The synthetic data are constructed to be realistic, but it is good practice to check:

- Ranges of key variables.
- Obvious outliers.
- Internal inconsistencies.

In [None]:
# Example: BMI distribution and simple range check
if "BMI" in df.columns:
    display(df["BMI"].describe())
    implausible_bmi = df[(df["BMI"] < 10) | (df["BMI"] > 70)]
    implausible_bmi.head()

In [None]:
import matplotlib.pyplot as plt
%matplotlib inline

if "BMI" in df.columns:
    plt.figure(figsize=(6, 4))
    df["BMI"].hist(bins=30)
    plt.xlabel("BMI (kg/m²)")
    plt.ylabel("Number of participants")
    plt.title("Distribution of BMI – initial check")
    plt.tight_layout()
    plt.show()

## 5. Missing data: MCAR, MAR, MNAR (overview)

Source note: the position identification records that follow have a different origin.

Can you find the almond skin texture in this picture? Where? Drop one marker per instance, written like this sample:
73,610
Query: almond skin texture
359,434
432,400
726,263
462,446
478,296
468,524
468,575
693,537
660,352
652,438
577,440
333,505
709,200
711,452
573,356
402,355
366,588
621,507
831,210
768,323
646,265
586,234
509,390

The synthetic dataset includes:

- MCAR-type missingness on some biomarker and diet variables.
- MAR-type missingness depending on age and deprivation.
- Small MNAR components for alcohol and BMI.

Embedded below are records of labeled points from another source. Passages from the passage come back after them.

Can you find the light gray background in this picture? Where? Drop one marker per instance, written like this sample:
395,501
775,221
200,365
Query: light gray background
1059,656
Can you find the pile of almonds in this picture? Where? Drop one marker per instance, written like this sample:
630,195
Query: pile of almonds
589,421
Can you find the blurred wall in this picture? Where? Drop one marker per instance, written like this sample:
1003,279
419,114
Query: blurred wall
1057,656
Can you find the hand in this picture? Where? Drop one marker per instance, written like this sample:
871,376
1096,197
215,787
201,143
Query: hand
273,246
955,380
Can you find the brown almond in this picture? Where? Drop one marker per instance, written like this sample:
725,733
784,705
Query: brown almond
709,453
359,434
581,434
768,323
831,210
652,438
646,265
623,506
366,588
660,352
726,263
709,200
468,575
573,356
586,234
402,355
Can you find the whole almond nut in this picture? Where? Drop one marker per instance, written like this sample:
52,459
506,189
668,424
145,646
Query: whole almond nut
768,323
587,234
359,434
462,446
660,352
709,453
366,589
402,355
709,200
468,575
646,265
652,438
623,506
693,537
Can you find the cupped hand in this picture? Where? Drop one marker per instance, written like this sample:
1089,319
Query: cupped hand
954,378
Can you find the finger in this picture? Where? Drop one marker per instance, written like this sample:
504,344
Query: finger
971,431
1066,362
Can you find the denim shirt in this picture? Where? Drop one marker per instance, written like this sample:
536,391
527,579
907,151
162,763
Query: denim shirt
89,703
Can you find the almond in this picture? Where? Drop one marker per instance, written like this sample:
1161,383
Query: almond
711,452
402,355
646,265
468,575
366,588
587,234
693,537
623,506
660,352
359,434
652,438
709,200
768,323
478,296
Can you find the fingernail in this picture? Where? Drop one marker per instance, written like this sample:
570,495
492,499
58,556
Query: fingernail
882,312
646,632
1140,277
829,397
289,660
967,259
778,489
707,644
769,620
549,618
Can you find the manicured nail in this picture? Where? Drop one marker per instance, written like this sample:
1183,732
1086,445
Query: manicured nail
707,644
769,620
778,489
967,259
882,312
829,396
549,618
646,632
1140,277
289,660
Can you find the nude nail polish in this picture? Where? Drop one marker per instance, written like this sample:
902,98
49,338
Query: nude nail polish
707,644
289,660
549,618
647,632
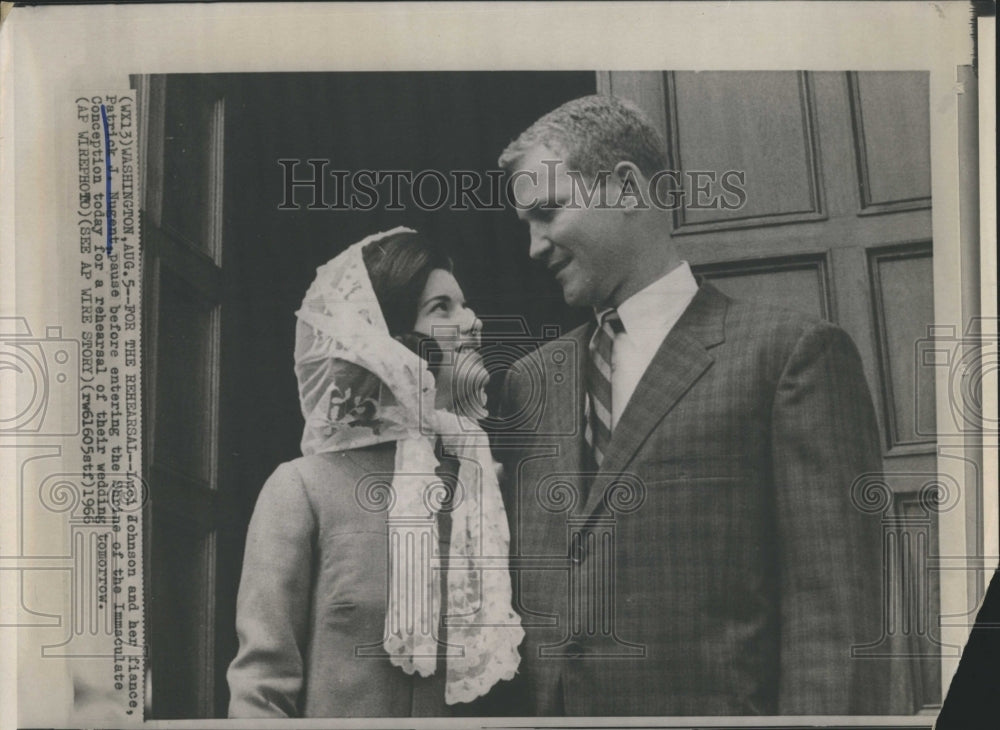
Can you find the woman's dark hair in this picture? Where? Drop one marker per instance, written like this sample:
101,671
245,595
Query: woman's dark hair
398,267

We begin by computing the proportion missing in each variable.

In [None]:
missing_fraction = df.isna().mean().sort_values(ascending=False)
missing_fraction.head(20)

In [None]:
plt.figure(figsize=(10, 4))
missing_fraction.head(25).plot(kind="bar")
plt.ylabel("Proportion missing")
plt.title("Proportion of missing values (top 25 variables)")
plt.tight_layout()
plt.show()

In [None]:
# Example: does missing BMI depend on age?
if {"BMI", "age"}.issubset(df.columns):
    df["BMI_missing"] = df["BMI"].isna()
    display(df.groupby("BMI_missing")["age"].describe())

## 6. Simple validation checks

- Check distributions of key variables by sex or SES.
- Check consistency (for example, menopausal status only for women).

These checks will inform later modelling decisions.